Monday, December 14, 2015

Gifting is an Act of Grace

          I enjoy pets and find personable cats to be good company in my home.  The very habit of rising in the morning to their pleas for food, resting beside them in a favorite chair, or talking with them as we work are all within a contented and ordinary day.
          That is not to say that my cats have no annoying habits.  My Siamese, although sweet in disposition, annoys me no end by nagging for food.  I always feed a small bowl of wet food in the morning and her dry food bowl always has a portion in it.  But she apparently perceives this as a half empty bowl, which is unacceptable to her.  So she meows incessantly, rubs my legs repeatedly, nibbles my ankles and pleads.  Of course this puts cat hair all over my lower half clothing and irritates me so I fill her bowl to stop it.  I am compliant for sure.
          I’ve learned that this behavior has nothing to do with hunger.  It has to do with the act of giving to her and this I believe is my lesson this season. Gifting is not an obligation to be fulfilled.  It is an act of grace.
          While we are taught to believe that it is better to give than receive, there is a  message delivered with receiving.  Someone thought of you, loved you enough to take the time to find some small token or gift and gave it to you.  Or perhaps a person did something thoughtful for you.  This too is a gift.  And when this happens, you feel as if you belong to them; you connect with them in this huge world. When you are not thought of in some small way, you feel disconnected and at least slightly alienated.
          The value of the exchange falls equally to the giver and receiver, for both must learn to know and care for each other. You are blessed both as a giver AND a receiver.
           Too often we stretch too far for the big gifts in life, when the small treasure would do well.  It is far too easy, even with the people we live with, not to voice recognition of the acts we appreciate or fail to validate responses.  Gosh, if we could only purr it would be easier.  Love, and the act of giving and receiving it, is given to us by the grace of God, and without it we waste away, or “like flowers, whither...”

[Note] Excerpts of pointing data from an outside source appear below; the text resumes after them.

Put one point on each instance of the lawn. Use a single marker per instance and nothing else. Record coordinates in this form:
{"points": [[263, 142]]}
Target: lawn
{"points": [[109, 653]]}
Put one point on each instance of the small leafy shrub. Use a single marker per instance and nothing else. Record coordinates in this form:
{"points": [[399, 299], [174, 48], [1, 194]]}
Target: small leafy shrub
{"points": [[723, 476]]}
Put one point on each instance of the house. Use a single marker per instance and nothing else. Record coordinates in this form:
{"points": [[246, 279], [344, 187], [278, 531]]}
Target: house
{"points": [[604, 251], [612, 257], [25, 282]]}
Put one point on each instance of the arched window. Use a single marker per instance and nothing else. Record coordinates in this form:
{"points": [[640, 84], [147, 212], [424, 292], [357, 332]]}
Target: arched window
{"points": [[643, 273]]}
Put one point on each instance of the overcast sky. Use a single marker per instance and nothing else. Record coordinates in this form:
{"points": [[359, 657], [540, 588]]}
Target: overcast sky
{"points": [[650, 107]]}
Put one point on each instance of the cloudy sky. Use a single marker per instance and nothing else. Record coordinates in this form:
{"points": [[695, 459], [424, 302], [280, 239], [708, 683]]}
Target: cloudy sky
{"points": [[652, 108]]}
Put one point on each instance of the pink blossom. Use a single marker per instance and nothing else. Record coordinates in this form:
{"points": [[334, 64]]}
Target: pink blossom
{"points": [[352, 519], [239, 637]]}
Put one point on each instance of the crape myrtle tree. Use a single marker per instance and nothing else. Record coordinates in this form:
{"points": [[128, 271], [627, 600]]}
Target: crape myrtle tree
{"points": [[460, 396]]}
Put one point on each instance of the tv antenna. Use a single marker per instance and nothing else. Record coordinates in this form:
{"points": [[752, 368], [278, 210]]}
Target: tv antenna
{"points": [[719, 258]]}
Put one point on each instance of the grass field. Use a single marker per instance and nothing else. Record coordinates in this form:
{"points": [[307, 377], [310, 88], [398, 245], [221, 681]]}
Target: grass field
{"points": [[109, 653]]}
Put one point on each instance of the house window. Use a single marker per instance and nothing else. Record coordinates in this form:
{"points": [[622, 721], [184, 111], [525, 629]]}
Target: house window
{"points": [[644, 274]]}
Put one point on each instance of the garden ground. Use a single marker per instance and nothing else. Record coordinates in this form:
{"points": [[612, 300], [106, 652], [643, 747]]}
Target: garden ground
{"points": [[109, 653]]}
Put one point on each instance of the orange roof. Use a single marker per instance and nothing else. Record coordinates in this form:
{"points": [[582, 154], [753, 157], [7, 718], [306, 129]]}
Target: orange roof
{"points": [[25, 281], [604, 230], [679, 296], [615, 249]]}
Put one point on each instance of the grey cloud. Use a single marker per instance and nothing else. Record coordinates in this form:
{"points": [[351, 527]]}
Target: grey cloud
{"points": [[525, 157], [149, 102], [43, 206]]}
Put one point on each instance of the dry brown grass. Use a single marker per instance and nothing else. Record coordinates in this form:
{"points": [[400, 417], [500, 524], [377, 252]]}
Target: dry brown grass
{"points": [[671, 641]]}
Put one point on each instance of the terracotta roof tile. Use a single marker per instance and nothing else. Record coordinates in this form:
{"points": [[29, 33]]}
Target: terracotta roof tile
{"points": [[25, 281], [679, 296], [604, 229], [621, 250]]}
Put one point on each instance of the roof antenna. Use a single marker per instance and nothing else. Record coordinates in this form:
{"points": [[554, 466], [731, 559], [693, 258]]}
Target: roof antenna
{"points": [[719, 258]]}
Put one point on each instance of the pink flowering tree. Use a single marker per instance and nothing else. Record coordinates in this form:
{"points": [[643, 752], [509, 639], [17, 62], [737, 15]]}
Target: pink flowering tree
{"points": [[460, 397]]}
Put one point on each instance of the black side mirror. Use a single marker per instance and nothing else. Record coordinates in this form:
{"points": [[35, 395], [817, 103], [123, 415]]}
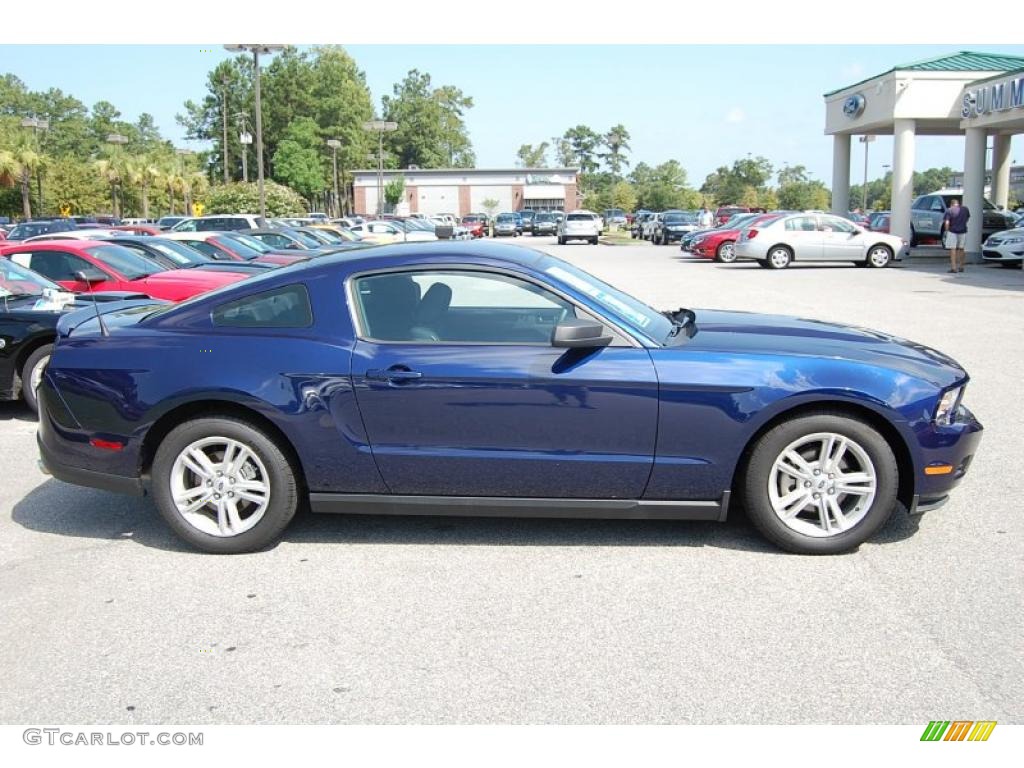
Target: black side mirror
{"points": [[90, 275], [579, 334]]}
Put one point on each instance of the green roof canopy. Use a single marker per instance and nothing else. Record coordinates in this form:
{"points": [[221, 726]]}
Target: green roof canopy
{"points": [[964, 60]]}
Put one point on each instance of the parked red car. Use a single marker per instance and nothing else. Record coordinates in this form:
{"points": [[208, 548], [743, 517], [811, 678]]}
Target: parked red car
{"points": [[718, 244], [93, 265], [724, 213], [236, 247], [475, 224]]}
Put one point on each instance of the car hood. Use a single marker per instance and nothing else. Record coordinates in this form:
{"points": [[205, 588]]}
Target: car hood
{"points": [[750, 333]]}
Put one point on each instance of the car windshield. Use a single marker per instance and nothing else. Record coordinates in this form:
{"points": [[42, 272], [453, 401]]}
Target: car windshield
{"points": [[178, 252], [131, 265], [24, 231], [630, 310], [237, 247], [680, 218], [18, 281]]}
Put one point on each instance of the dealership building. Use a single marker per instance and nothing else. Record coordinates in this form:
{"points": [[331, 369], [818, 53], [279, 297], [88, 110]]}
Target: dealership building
{"points": [[462, 190], [976, 95]]}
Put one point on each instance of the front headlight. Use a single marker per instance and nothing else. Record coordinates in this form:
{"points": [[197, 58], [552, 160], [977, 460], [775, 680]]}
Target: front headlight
{"points": [[945, 412]]}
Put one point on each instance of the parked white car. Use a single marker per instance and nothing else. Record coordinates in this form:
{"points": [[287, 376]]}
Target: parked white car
{"points": [[580, 225], [808, 237], [219, 222], [79, 235], [1006, 248]]}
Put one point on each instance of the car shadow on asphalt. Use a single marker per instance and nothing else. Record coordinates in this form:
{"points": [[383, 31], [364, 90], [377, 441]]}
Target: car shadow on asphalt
{"points": [[57, 508], [16, 411]]}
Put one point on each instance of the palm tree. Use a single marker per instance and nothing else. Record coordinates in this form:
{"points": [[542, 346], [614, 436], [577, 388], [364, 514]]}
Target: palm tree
{"points": [[151, 176], [110, 171], [27, 161]]}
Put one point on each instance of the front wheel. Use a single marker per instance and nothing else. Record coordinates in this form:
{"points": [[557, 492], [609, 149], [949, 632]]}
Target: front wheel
{"points": [[820, 483], [224, 485], [880, 256], [779, 257], [726, 253], [32, 375]]}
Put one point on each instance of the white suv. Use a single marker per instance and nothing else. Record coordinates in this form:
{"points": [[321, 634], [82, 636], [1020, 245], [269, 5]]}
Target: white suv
{"points": [[580, 225]]}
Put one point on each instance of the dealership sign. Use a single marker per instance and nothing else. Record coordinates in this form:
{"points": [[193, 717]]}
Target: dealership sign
{"points": [[991, 98]]}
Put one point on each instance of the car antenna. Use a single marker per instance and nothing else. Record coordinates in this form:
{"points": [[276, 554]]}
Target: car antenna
{"points": [[95, 307]]}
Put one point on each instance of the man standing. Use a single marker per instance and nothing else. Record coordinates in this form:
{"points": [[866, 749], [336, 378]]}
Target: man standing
{"points": [[954, 233]]}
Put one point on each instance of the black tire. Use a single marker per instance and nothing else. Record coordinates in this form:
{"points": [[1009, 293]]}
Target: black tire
{"points": [[754, 485], [724, 256], [781, 264], [879, 262], [284, 485], [36, 363]]}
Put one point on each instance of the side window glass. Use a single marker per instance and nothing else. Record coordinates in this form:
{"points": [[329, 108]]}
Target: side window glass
{"points": [[451, 306], [281, 307]]}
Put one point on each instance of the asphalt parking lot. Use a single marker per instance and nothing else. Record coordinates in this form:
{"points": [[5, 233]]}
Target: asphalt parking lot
{"points": [[107, 617]]}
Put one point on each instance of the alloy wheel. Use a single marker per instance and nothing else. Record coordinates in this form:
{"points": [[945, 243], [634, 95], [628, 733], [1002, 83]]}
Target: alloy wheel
{"points": [[220, 486], [822, 484]]}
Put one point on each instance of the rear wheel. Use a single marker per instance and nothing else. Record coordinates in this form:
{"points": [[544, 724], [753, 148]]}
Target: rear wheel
{"points": [[32, 375], [224, 485], [820, 483]]}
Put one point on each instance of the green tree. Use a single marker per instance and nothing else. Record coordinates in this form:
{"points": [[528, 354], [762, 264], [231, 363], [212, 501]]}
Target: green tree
{"points": [[532, 156], [616, 140], [431, 129], [584, 142], [299, 161], [243, 198], [393, 190]]}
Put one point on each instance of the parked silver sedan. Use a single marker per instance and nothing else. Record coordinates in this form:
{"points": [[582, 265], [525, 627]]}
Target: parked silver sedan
{"points": [[814, 237]]}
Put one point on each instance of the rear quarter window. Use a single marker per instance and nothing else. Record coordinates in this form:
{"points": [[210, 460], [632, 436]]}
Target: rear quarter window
{"points": [[279, 307]]}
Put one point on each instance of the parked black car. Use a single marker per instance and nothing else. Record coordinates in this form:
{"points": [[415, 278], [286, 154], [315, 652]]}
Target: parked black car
{"points": [[30, 308], [40, 226]]}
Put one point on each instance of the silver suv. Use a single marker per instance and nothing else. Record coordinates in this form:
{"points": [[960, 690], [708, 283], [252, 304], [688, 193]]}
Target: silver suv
{"points": [[580, 225]]}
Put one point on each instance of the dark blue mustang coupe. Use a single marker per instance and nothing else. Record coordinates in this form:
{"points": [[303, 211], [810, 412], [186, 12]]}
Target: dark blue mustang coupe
{"points": [[481, 379]]}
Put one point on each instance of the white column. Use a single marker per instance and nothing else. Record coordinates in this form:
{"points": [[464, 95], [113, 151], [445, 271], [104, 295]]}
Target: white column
{"points": [[841, 173], [1000, 169], [902, 195], [974, 188]]}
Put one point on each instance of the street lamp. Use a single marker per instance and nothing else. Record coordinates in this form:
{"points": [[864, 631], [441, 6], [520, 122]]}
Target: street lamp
{"points": [[36, 124], [186, 183], [256, 49], [380, 127], [865, 140], [334, 144], [119, 140]]}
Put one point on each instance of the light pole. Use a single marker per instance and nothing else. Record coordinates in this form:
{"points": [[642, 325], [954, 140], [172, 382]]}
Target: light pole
{"points": [[186, 182], [223, 120], [865, 140], [256, 49], [334, 144], [380, 127], [37, 125], [118, 140]]}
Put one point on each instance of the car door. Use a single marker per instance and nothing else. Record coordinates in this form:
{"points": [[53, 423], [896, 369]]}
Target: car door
{"points": [[839, 240], [463, 394], [803, 236]]}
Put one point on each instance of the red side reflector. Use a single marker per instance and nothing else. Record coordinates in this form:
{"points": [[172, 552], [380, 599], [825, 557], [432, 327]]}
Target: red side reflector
{"points": [[107, 444]]}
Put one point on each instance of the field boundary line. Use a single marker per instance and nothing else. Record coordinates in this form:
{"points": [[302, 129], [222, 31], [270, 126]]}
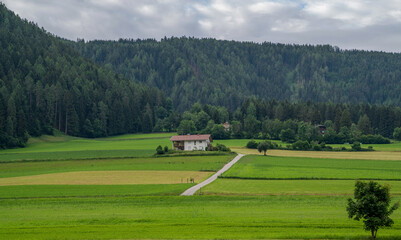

          This year I will try to do a better job of validating my relationships and showing my love of others.  The result would be better relationships for sure, and lead to a deeper appreciation of those I love.  Loving one another is our earthly challenge.  God surely knew his people would grow only through relationships.
          This morning as my cat and I went through our routine, I grimaced as she rubbed her face against my ankles.  Just as an experiment, I reached into the bag and laid a single cat food nugget in front of her.  She ate it daintily and looked up to me with loving eyes.  I knelt to give her a good rub and her purr rumbled toward me.  “Thanks for the lesson,” I thought, and reached for the fur grabber.